1893. Daily News, 13 Feb., 6/1. Where a keen cold plast whiffles and blusters about the black and sullen monsters. Ibid. (1909), 14 Sept., 3. When a bear comes whiffling about your snow hut.
1915. Glasgow Herald, 9 Aug., 8. Shells flew whiffling over our heads.
† 6. a. trans. To smoke (tobacco). b. absol. To drink. Obs. (Cf. WHIFF v.1 3, 4.)
1683. Tryon, Way to Health, 165. The constant and common whiffling it [sc. tobacco].
a. 1693. Urquharts Rabelais, III. Prol. 15. Those importunate sots who constrain an easy, good-natured fellow to whiffle, quaff, carouse [orig. trinquer, voire caros et alluz].
Hence Whiffling vbl. sb.1
a. 1677. Barrow, Serm., v. Wks. 1687, I. 65. Such as are versatile whifflings and dodgings.

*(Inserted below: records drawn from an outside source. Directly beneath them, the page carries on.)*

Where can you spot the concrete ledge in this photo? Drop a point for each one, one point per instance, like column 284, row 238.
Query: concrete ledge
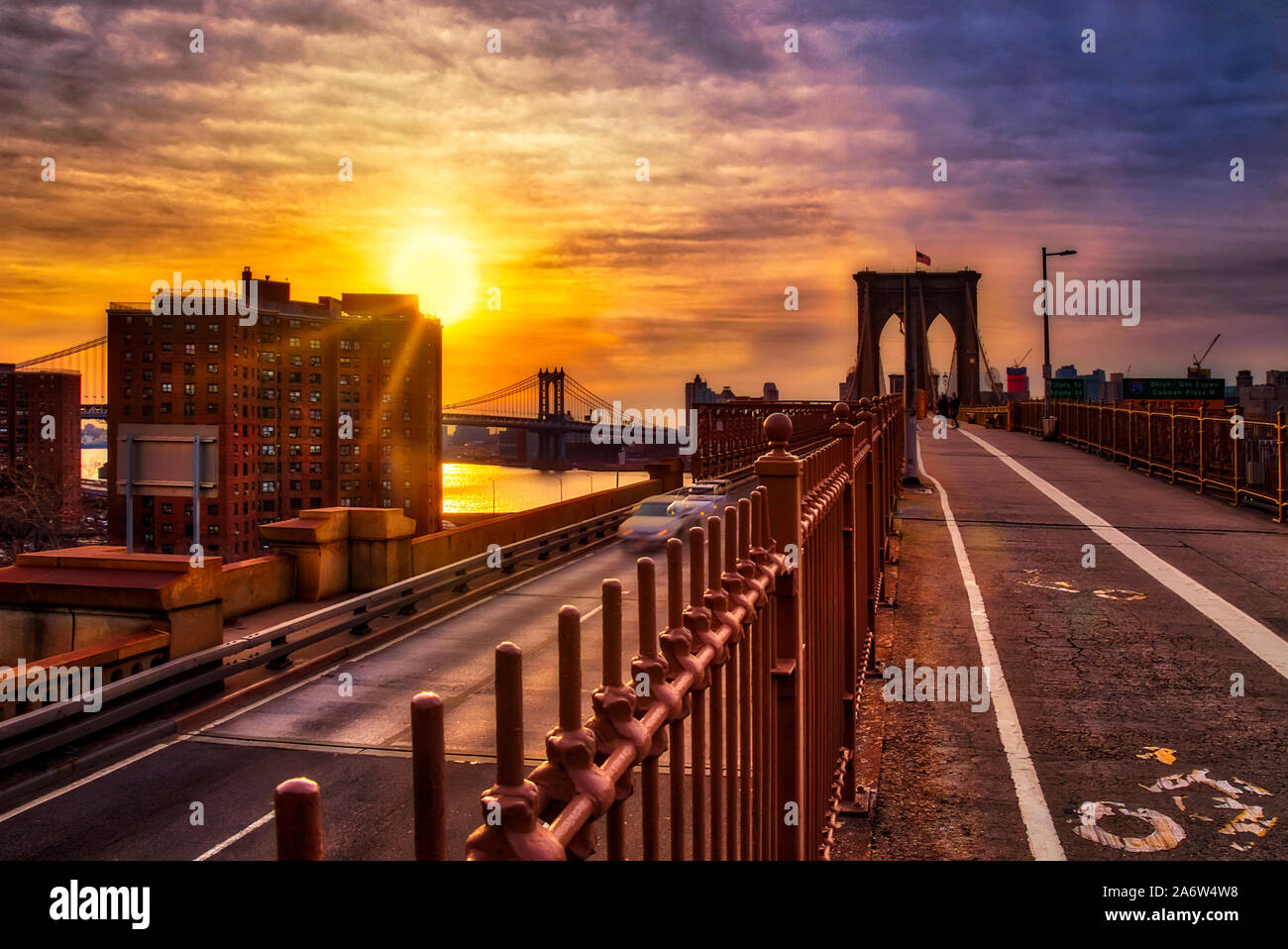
column 65, row 600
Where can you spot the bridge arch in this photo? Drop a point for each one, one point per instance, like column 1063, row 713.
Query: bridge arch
column 917, row 295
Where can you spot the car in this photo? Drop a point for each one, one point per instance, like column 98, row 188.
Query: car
column 653, row 522
column 700, row 498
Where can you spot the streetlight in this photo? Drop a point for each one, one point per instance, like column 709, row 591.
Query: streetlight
column 1046, row 330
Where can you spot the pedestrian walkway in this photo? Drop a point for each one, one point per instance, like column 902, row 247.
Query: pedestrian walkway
column 1136, row 635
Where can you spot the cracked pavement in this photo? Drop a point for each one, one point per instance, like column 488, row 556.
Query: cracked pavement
column 1115, row 690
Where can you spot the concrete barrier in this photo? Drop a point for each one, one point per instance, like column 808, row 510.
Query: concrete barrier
column 63, row 600
column 258, row 583
column 449, row 546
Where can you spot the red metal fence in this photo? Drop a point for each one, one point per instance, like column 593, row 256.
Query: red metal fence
column 1197, row 447
column 747, row 696
column 730, row 434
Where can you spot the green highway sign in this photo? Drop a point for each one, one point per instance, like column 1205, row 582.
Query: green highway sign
column 1173, row 389
column 1069, row 389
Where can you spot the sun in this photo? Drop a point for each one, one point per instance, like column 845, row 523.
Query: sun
column 441, row 269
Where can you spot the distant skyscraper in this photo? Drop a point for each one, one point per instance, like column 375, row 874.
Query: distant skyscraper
column 697, row 393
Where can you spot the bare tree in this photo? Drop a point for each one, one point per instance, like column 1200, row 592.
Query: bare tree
column 33, row 514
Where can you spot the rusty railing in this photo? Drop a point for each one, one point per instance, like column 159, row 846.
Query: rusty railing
column 747, row 696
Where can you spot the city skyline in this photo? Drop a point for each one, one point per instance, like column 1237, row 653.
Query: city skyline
column 768, row 168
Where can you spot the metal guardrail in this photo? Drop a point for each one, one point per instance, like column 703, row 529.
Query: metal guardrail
column 751, row 689
column 176, row 678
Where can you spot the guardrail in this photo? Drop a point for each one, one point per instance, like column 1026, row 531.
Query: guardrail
column 730, row 437
column 53, row 725
column 1240, row 456
column 750, row 691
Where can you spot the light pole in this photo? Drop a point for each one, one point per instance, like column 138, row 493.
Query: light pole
column 1046, row 330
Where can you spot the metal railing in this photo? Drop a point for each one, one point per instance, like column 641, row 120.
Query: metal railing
column 748, row 694
column 730, row 433
column 1201, row 447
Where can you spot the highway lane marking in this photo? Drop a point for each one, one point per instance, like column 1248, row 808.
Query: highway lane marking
column 1252, row 635
column 249, row 828
column 1043, row 840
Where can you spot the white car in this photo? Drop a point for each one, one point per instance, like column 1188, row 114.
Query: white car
column 653, row 522
column 700, row 498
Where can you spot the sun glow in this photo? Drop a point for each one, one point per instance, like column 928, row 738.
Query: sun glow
column 441, row 269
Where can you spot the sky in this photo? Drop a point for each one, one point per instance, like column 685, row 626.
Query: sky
column 768, row 168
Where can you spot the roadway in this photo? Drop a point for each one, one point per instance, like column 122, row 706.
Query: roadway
column 1120, row 675
column 357, row 747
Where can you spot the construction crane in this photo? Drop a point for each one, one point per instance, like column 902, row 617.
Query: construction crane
column 1197, row 369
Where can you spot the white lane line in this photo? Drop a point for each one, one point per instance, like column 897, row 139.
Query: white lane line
column 1254, row 636
column 236, row 837
column 1043, row 840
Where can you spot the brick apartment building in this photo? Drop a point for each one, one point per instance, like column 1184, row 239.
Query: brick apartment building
column 26, row 399
column 277, row 390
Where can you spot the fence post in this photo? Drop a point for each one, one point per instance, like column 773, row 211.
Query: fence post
column 510, row 828
column 1279, row 454
column 780, row 472
column 844, row 433
column 297, row 812
column 867, row 525
column 1201, row 447
column 428, row 751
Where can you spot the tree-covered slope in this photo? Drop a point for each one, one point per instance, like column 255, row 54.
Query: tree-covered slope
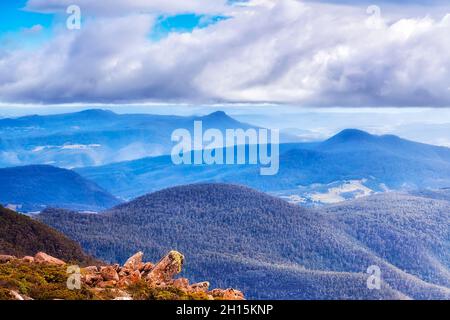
column 233, row 234
column 23, row 236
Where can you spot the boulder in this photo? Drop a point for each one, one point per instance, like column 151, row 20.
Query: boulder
column 28, row 259
column 91, row 279
column 130, row 279
column 166, row 268
column 181, row 283
column 42, row 257
column 228, row 294
column 200, row 287
column 134, row 262
column 107, row 284
column 109, row 273
column 146, row 267
column 90, row 269
column 15, row 295
column 6, row 258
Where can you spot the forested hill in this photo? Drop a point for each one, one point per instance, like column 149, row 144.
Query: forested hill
column 22, row 236
column 262, row 245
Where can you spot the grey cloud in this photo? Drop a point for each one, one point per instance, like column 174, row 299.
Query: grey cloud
column 272, row 51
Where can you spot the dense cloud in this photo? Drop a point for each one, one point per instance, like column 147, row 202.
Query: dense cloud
column 267, row 51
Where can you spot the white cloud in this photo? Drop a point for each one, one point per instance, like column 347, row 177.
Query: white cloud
column 270, row 51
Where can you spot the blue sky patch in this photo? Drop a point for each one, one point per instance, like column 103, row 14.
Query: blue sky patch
column 182, row 23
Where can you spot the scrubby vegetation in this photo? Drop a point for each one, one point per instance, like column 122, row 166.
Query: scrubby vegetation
column 268, row 248
column 38, row 281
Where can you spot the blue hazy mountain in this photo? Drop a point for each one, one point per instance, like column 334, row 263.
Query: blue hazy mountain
column 269, row 248
column 33, row 188
column 95, row 137
column 352, row 163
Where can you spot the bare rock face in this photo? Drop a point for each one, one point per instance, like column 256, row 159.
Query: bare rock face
column 146, row 267
column 90, row 269
column 166, row 268
column 6, row 258
column 134, row 262
column 109, row 273
column 200, row 287
column 92, row 279
column 42, row 257
column 114, row 281
column 181, row 283
column 130, row 279
column 107, row 284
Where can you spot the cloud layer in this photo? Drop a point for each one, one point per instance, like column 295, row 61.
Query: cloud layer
column 284, row 51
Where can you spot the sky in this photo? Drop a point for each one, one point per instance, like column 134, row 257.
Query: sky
column 307, row 54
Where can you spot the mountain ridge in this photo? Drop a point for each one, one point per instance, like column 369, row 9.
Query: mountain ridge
column 34, row 187
column 236, row 233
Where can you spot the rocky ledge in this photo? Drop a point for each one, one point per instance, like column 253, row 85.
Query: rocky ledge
column 46, row 277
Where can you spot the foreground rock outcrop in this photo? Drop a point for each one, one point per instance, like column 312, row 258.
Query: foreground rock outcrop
column 135, row 280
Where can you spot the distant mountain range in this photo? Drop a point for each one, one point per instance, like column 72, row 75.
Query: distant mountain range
column 33, row 188
column 272, row 249
column 349, row 165
column 22, row 236
column 95, row 137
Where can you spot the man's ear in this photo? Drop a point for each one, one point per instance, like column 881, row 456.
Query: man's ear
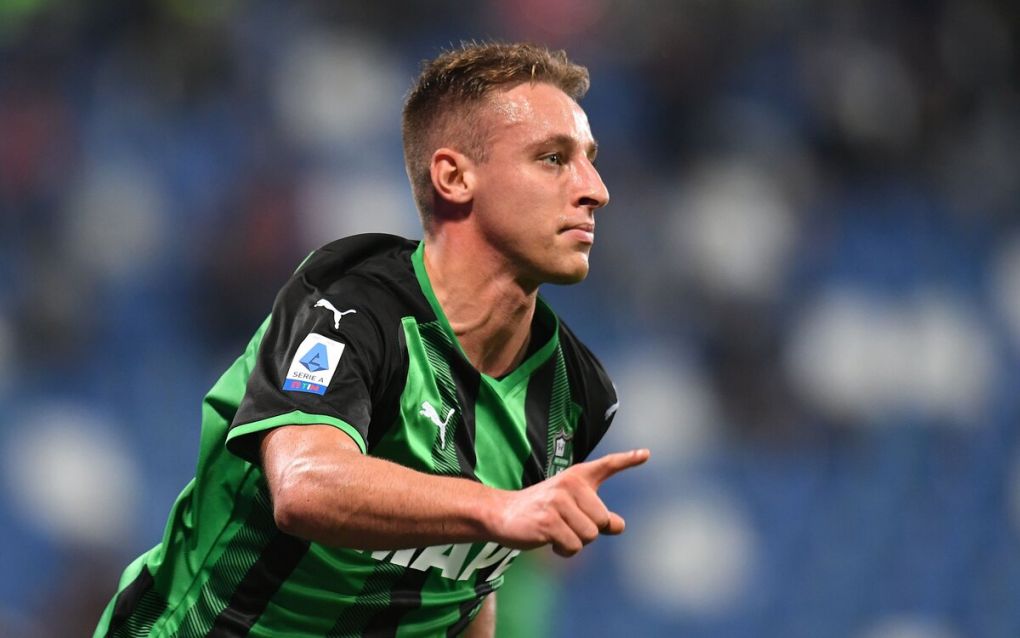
column 453, row 176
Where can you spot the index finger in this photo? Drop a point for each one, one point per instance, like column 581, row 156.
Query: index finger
column 600, row 470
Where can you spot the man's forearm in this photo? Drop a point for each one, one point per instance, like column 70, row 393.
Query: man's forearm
column 324, row 490
column 328, row 492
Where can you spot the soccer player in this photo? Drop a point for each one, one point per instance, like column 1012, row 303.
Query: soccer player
column 411, row 415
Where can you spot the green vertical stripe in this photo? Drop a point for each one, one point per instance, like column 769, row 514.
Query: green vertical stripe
column 242, row 552
column 374, row 596
column 150, row 606
column 501, row 437
column 440, row 349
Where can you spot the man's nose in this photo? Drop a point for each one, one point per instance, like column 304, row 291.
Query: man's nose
column 592, row 192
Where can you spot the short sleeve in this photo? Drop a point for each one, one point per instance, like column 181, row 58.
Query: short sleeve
column 319, row 361
column 593, row 390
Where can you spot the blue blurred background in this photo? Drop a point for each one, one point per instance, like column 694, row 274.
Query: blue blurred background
column 807, row 288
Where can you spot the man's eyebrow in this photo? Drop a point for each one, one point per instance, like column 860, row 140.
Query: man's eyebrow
column 565, row 141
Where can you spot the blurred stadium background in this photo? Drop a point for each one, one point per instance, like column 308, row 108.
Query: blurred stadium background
column 807, row 288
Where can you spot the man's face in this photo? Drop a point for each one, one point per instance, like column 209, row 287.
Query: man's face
column 534, row 196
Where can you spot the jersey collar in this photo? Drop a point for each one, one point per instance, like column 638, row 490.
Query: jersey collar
column 543, row 313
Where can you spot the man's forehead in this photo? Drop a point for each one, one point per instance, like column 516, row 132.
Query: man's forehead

1681. J. Scott, Chr. Life, IV. 367. Too much whifling up and down in the little levities of Fancy.
1692. LEstrange, Josephus, Antiq., VII. ix. Wks. (1702), 203. In her Course, upon the whifling of the Air, a snagged Bough of a Tree took hold of his Hair.
1866. Mrs. H. Wood, St. Martins Eve, xvi. The whiffling of the flame was remedied now.
1882. F. Anstey, Vice Versâ, iv. This infernal whiffling and sniffing, sir, I will not put up with.